Alumni Pascasarjana UGM, Penikmat Sejarah dan Tasawuf asal Jakarta.

Asal-Usul dan Sebaran Shalawat al-Banjari: Warisan Sufi dari Kalimantan ke Nusantara

Shalawat Al Banjari

Shalawat al-Banjari merupakan sebuah nama yang sudah tidak asing bagi para pencinta shalawat terutama yang ada di luar Kalimantan Selatan seperti, Jawa Timur, Jawa Tengah, dan Jakarta. Di tanah Banjar sendiri, istilah shalawat al-Banjari tidak sepopuler di daerah lain. Masyarakat Banjar lebih popular menyebutnya dengan istilah bamaulidan atau pembacaan maulid.

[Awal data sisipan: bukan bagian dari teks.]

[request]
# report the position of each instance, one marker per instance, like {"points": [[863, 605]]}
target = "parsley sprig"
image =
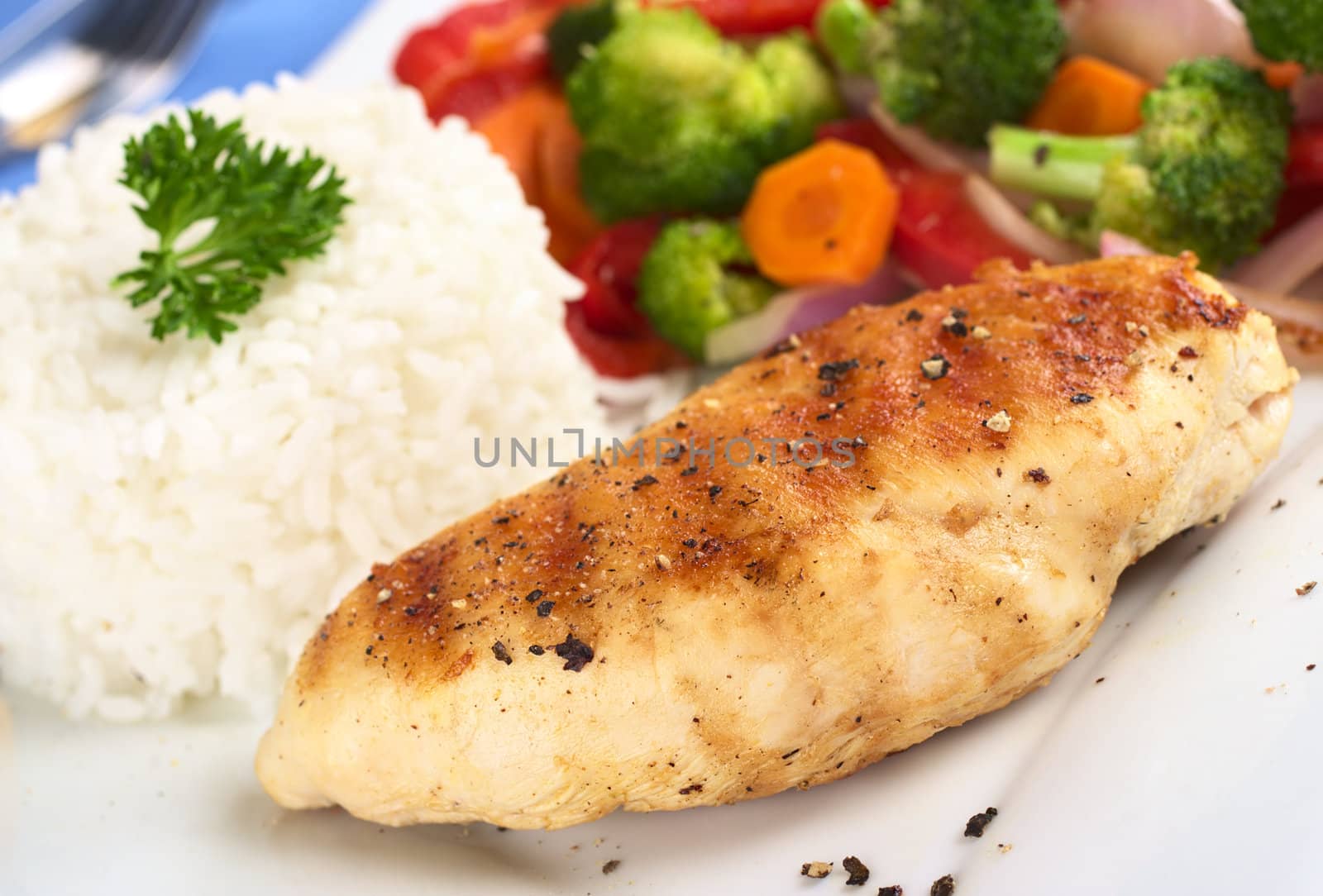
{"points": [[266, 207]]}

Shalawat sudah menjadi tradisi yang tidak bisa dilepaskan dari kehidupan sehari-hari masyarakat Banjar. Sebelum hadirnya shalawat al-Habsyi yang dipopulerkan oleh K.H. Muhammad Zaini bin Abdul Ghani atau yang lebih popular dipanggil Abah Guru Sekumpul, masyarakat Banjar telah biasa membaca shalawat seperti, Syaraf al-Anam atau Diba’ atau Barzanji dalam berbagai kesempatan.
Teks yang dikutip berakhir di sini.